Today in the WSJ, Daniel Henninger asks the unmusical question, “Where Is the GOP’s Jay Carney?” By which he meant that the president — and by extension the Democrats as a class (as Henninger sees it) — has someone who can be out there constantly, every day, pushing a consistent message. And that message gets pushed without the president himself having to waste his own capital by commenting on every little thing.
The whole wide world is living in an age of always-on messaging, and the Republican Party is living in the age of Morse code. It isn’t that no one is listening to the GOP. There is nothing to hear.
Smarting from defeat by Barack Obama’s made-in-Silicon-Valley messaging network, congressional Republicans in Washington are getting tutorials to bring them into a Twitterized world. I have a simpler idea: First join the 20th-century communication revolution by creating an office of chief party spokesman. One for the House and one for the Senate…
Henninger goes on at some length about how the GOP lack that everyday messenger — and complains that our own senior senator makes matter worse (for the party), not better:
The best members are becoming frustrated at the messaging vacuum, and some are moving to fill the void. Marco Rubio comes to mind, and more power to him given the nonexistent alternative. But others will follow, creating a GOP tower of Babel. The TV networks know they can dial up a Lindsey Graham to blow a hole Sunday morning in any leadership effort at a unified message. It will get worse, and the near-term consequence of getting worse is being out of power.
But of course, that’s precisely what I like about Lindsey Graham. He can be relied upon to think for himself. Oh, sure, he’ll mouth orthodoxies now and then, as with this release on the president’s gun proposals. But an unusual amount of the time for a Washington politician, he has something more thoughtful to say than what may be in the party playbook. Not as off-message as Chris Christie, perhaps, but he still says things that show he actually thought about the issue himself.

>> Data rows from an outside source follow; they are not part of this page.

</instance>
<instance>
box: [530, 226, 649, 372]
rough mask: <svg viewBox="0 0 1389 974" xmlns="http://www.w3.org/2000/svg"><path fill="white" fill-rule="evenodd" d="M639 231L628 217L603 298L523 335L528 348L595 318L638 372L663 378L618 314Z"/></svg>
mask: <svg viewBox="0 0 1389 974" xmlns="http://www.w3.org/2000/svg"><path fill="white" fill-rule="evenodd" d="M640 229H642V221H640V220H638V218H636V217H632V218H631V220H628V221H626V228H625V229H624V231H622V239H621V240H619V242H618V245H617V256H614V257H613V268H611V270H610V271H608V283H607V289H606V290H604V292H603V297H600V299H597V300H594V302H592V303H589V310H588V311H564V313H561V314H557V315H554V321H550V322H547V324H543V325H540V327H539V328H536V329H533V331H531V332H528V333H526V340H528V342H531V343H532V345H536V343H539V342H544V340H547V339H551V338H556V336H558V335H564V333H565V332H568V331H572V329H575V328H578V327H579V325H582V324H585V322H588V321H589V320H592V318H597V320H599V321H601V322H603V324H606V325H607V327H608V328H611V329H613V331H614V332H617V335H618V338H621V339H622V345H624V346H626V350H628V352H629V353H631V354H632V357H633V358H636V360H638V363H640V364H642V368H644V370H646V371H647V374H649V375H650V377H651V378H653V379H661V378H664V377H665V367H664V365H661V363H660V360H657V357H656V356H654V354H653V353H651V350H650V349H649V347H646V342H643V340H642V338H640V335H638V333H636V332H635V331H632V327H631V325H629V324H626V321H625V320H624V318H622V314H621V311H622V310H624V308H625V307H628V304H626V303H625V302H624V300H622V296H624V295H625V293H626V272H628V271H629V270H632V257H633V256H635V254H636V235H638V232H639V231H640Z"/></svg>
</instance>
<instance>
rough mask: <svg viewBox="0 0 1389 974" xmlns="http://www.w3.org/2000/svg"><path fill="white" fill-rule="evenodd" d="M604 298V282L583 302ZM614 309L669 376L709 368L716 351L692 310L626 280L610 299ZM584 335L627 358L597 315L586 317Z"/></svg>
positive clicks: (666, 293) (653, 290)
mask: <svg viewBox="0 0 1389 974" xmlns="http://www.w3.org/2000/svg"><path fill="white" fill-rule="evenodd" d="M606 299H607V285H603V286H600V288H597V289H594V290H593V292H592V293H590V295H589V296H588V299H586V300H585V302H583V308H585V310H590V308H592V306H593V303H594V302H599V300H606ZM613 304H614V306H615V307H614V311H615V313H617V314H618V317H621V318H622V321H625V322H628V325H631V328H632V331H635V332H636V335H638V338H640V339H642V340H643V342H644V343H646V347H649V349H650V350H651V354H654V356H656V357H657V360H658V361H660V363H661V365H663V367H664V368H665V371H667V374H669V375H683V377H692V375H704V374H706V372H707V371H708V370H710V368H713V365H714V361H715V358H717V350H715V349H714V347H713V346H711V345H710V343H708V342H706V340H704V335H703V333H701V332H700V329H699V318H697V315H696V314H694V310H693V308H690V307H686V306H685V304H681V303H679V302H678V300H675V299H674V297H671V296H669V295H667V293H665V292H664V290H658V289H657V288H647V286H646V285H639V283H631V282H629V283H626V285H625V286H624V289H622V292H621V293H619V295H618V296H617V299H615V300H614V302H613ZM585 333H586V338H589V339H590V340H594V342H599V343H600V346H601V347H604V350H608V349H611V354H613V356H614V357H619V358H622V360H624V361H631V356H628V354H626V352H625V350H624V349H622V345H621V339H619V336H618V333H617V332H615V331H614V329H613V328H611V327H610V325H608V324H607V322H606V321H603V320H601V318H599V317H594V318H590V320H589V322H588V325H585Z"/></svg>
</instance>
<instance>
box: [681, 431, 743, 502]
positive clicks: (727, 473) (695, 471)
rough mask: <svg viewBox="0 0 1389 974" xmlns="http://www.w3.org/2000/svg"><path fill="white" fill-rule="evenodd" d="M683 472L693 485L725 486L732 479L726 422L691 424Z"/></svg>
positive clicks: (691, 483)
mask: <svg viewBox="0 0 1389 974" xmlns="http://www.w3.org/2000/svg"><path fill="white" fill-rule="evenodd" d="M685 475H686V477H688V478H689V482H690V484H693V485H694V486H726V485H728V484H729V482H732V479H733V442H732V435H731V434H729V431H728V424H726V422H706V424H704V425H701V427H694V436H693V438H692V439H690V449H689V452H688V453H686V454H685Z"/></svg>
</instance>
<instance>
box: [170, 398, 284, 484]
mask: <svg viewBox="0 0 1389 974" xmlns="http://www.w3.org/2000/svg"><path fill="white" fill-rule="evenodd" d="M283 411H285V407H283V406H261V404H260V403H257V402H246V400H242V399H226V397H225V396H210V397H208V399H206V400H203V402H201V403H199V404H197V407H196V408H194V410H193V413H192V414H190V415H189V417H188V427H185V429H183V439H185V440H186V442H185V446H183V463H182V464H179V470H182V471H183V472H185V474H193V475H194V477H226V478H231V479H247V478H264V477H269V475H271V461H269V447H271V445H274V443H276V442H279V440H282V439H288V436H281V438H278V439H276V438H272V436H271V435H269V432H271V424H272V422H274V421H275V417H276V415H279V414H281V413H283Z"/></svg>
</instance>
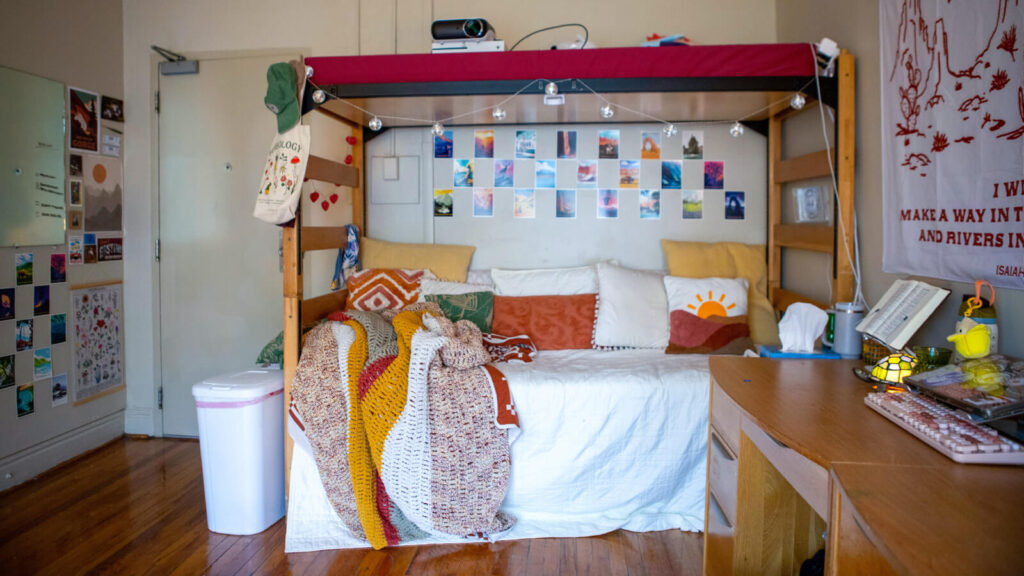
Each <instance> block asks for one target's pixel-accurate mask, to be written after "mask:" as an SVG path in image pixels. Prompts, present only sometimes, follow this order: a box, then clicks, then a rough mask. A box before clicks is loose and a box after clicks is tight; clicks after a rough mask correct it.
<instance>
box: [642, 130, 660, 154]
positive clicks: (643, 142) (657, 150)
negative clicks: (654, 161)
mask: <svg viewBox="0 0 1024 576" xmlns="http://www.w3.org/2000/svg"><path fill="white" fill-rule="evenodd" d="M640 136H641V137H640V158H642V159H643V160H657V159H659V158H662V132H641V133H640Z"/></svg>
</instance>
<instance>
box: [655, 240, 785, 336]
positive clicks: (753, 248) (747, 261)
mask: <svg viewBox="0 0 1024 576" xmlns="http://www.w3.org/2000/svg"><path fill="white" fill-rule="evenodd" d="M662 250H663V251H665V261H666V264H667V265H668V269H669V276H678V277H682V278H745V279H746V282H748V284H749V285H750V288H749V290H748V295H746V307H748V312H746V319H748V321H746V324H748V325H749V326H750V328H751V339H752V340H754V343H756V344H767V345H772V344H774V345H778V343H779V340H778V320H777V319H776V317H775V308H774V307H773V306H772V305H771V301H769V300H768V265H767V263H766V262H765V247H764V246H763V245H754V244H740V243H738V242H716V243H708V242H680V241H675V240H662Z"/></svg>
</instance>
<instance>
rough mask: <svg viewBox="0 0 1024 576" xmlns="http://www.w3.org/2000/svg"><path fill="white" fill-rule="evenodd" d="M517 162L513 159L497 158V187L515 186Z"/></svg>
mask: <svg viewBox="0 0 1024 576" xmlns="http://www.w3.org/2000/svg"><path fill="white" fill-rule="evenodd" d="M514 180H515V162H513V161H512V160H495V188H512V187H513V186H515V183H514Z"/></svg>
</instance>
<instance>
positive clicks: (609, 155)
mask: <svg viewBox="0 0 1024 576" xmlns="http://www.w3.org/2000/svg"><path fill="white" fill-rule="evenodd" d="M597 157H598V158H618V130H598V132H597Z"/></svg>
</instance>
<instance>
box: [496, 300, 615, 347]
mask: <svg viewBox="0 0 1024 576" xmlns="http://www.w3.org/2000/svg"><path fill="white" fill-rule="evenodd" d="M596 307H597V294H575V295H571V296H497V295H496V296H495V318H494V321H493V322H492V324H490V330H492V331H493V332H494V333H495V334H502V335H505V336H518V335H519V334H526V335H527V336H529V337H530V339H532V340H534V343H535V344H536V345H537V349H585V348H589V347H592V344H591V340H592V338H593V335H594V317H595V311H596Z"/></svg>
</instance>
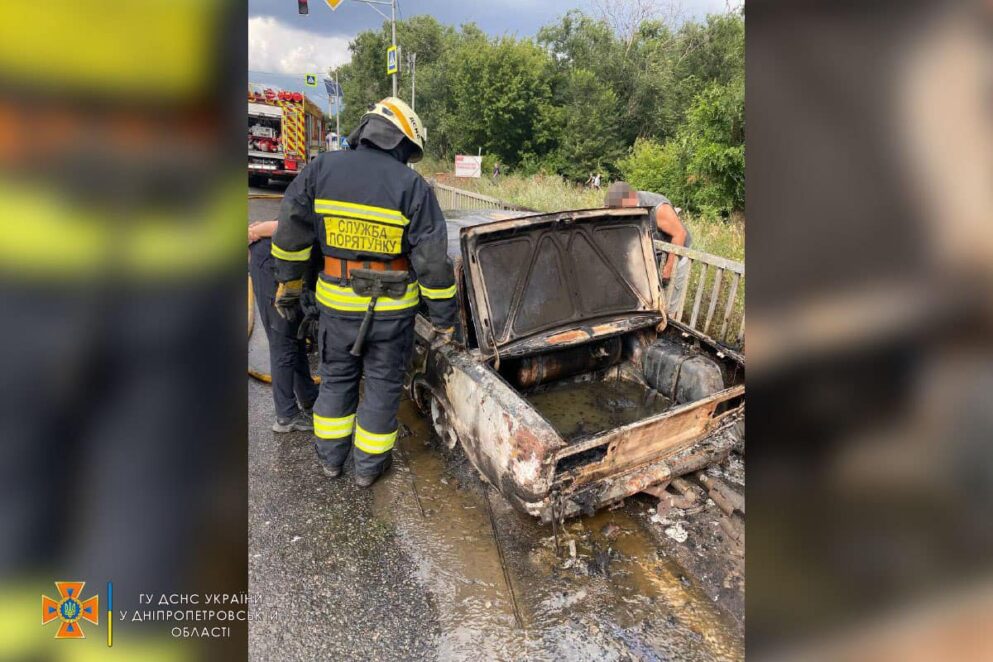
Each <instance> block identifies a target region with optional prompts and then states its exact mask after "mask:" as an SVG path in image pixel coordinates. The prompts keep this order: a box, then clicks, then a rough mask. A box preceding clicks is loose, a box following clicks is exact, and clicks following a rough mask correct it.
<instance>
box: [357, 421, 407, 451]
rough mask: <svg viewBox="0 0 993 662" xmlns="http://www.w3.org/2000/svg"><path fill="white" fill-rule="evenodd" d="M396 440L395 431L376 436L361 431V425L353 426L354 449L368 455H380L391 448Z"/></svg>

(Oh, and by the way — unlike some of my friends here, I see nothing wrong with Graham going out of his way to let us know when he DOES agree with the orthodox position. That doesn’t make him inconsistent, or a hypocrite, or anything else that some of y’all call him. I, too, sometimes agree with the party zampolits on an issue. And if I were a Republican officeholder — or Democratic; the dynamic is the same — and wanted to continue to serve in that office, I would put out releases emphasizing the issues on which I agreed with my likely primary voters. Why wouldn’t I? I’m sure I’d do plenty of things to tick off those voters at other times, so why not say, when I can honestly do so, “Hey, we agree on this one”? I want Lindsey Graham to stay in office, so I’m glad he puts out such releases.)
Also, I think Henninger overemphasizes the extent to which a presidential press secretary is a spokesman for the entire party that the president belongs to. He speaks for the president. And yeah, in these hyperpartisan times, that can benefit his party. But it’s more of an institutional phenomenon than a partisan one. It’s in the nature of the presidency, and has been since long before the modern office of press secretary developed. The president speaks with one voice; the House is not expected to (and I would argue, should not, except in the context of the outcome of a specific vote). The presidential press secretary is a surrogate standing in the bully pulpit. I see no good reason for the House, or Senate, having a similar functionary.